A New Haven man is seeking financial damages in a newly filed civil suit against a Seymour police detective who admitted to improperly searching a law enforcement database and then sharing that ill-gotten information with the man’s estranged, soon-to-be ex-wife.
Those accusations are laid out in a newly filed complaint in the case Emmanuel Sergentakis v. Steven Ditria.
Arguing on behalf of the plaintiff, New Haven civil rights attorney John Williams wrote in the complaint that Sergentakis was subjected to “needless and meritless criminal and civil litigation, was needlessly required to expend substantial sums of money for legal representation, and suffered severe emotional distress,” all because of Ditria’s actions.
“It was an admitted abuse of power,” Williams told the Independent in a Monday afternoon phone interview. Ditria “confessed to what he did. He was disciplined.

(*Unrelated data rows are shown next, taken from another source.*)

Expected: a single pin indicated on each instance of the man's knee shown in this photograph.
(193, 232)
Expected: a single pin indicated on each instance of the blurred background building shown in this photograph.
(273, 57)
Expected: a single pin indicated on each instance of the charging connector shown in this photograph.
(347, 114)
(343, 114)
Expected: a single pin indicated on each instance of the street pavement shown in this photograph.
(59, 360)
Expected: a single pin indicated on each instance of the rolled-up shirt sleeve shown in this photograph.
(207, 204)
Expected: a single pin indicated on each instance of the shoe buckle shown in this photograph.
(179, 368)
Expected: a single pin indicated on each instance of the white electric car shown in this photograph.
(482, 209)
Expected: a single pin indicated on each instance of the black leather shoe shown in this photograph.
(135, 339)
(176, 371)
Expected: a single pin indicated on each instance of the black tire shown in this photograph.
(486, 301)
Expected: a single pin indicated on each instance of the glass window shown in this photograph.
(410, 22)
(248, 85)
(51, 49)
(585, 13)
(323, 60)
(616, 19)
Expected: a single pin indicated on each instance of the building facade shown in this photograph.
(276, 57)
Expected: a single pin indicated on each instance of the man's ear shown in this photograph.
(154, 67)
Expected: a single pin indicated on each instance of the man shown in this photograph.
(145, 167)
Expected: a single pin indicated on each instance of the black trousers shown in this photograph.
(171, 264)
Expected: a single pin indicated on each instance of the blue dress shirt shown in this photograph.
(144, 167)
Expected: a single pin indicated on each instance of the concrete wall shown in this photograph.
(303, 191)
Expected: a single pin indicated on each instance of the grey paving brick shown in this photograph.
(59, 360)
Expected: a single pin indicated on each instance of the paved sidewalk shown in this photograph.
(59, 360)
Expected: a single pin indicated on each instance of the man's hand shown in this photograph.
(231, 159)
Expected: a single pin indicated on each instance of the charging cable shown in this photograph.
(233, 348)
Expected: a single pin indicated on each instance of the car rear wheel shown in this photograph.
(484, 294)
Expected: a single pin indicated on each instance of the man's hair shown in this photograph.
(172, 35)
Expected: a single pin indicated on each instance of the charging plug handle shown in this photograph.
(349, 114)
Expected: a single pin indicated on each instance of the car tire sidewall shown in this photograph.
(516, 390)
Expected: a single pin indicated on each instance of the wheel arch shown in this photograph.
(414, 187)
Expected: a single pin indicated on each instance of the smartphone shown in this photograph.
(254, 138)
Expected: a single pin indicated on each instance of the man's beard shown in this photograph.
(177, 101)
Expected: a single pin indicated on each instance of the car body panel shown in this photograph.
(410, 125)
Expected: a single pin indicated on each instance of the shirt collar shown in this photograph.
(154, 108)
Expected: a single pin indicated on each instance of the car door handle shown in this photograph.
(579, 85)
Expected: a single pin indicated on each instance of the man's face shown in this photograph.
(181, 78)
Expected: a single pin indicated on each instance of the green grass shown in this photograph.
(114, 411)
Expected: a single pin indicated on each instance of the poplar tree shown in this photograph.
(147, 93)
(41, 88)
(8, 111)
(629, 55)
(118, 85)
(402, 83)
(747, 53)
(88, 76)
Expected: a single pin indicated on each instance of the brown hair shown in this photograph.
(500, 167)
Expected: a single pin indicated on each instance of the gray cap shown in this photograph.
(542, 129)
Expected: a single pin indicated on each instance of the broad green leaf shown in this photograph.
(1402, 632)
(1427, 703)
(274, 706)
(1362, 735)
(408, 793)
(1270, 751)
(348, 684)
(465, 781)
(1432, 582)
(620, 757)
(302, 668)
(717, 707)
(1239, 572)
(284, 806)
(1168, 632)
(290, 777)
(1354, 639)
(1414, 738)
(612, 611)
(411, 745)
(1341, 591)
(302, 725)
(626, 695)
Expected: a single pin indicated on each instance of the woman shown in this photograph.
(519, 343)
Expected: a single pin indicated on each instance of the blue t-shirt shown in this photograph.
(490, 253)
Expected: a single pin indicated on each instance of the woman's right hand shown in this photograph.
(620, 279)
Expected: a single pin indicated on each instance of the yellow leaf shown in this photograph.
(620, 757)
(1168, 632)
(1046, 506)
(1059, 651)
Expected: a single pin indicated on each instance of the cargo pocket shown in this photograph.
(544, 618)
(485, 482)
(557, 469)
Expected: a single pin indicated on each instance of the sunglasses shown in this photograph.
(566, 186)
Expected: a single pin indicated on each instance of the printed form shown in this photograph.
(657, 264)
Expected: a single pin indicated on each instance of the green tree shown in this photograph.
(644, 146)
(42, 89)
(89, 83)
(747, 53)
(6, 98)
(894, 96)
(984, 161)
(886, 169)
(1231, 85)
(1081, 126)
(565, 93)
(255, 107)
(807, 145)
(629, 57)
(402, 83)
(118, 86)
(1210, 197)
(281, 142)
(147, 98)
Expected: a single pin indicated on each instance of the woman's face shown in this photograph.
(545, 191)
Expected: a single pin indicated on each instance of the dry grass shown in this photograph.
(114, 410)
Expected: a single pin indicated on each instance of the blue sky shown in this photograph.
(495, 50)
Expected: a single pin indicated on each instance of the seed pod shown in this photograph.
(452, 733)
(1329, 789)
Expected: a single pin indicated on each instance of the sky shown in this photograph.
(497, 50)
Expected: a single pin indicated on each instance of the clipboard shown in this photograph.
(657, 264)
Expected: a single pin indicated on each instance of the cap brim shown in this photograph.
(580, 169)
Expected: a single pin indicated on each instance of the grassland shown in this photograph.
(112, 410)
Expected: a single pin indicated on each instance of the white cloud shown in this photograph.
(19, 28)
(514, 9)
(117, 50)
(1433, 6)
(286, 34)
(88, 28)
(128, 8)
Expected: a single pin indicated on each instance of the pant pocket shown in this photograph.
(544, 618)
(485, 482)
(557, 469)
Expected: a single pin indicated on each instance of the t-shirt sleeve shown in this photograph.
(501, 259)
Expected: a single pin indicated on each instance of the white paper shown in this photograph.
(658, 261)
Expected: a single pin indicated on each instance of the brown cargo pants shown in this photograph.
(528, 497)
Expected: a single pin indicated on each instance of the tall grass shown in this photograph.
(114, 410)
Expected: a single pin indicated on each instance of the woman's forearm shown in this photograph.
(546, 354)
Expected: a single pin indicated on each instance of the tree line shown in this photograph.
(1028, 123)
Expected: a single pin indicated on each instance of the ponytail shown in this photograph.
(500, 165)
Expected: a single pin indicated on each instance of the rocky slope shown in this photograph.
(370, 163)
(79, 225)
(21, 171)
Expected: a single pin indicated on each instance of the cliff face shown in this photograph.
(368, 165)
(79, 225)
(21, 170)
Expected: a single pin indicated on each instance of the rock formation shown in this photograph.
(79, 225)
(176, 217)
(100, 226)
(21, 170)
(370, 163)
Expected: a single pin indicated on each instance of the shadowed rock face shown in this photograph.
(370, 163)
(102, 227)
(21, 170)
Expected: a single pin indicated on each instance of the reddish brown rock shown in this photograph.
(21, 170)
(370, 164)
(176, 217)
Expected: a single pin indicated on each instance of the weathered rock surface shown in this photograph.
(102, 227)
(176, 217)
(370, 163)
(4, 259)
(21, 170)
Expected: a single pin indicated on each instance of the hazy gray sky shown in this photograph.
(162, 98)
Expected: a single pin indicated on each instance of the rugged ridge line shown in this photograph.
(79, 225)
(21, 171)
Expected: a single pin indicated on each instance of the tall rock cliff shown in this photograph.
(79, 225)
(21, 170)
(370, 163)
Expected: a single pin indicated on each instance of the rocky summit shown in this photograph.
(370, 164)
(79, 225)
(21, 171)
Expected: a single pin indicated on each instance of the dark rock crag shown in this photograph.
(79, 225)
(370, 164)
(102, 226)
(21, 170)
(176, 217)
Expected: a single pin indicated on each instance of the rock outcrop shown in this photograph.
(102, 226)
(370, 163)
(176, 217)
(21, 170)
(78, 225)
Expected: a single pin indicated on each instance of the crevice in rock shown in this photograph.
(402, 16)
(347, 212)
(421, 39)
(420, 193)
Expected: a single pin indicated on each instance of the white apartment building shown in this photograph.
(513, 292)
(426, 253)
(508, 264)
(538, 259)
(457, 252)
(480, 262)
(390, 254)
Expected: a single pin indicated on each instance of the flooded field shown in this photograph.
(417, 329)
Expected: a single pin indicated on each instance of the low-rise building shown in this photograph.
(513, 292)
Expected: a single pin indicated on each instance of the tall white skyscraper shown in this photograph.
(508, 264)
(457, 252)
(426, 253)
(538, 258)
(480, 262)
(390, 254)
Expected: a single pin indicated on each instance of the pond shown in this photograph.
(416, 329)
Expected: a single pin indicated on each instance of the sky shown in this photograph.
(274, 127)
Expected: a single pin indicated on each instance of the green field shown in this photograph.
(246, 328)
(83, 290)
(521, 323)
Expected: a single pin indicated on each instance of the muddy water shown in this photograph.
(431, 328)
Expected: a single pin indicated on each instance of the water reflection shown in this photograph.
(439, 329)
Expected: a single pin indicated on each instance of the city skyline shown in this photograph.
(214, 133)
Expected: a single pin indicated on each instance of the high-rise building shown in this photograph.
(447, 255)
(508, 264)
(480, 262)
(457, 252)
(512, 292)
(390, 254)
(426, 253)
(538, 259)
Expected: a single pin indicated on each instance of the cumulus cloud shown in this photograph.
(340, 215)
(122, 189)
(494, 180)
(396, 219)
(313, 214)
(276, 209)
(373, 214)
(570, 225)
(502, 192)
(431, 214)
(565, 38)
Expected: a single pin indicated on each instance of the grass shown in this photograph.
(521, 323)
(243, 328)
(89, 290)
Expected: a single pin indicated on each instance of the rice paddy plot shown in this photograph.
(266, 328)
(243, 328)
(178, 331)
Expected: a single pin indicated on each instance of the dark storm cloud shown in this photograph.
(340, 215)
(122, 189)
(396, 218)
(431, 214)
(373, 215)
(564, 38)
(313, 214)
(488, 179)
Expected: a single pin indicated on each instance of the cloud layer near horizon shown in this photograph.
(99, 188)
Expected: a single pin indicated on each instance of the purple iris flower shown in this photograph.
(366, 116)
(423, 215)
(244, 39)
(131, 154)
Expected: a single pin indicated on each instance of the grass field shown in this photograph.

There’s really no dispute as to the wrongdoing.” This new case is about asking the court to determine what is “fair and reasonable compensation” for the alleged harm inflicted by Ditria’s actions.
Asked for a response, a Town of Seymour representative told the Independent that the town does not comment on ongoing litigation.
The case points back to a September 2018, when Sergentakis and his then-wife were in the midst of getting divorced.
According to this New Haven Register article from September 2019, Sergentakis’s then-wife reached out to Ditria, whom she knew, for advice in how to deal with alleged threats and domestic violence coming from her then-husband.
The article and Sergentakis’s recent complaint both state that Ditria responded to the call for help by conducting a search of the National Crime Information Center Connecticut On-Line Law Enforcement Communications Teleprocessing (NCIC/COLLECT) database for information about Sergentakis.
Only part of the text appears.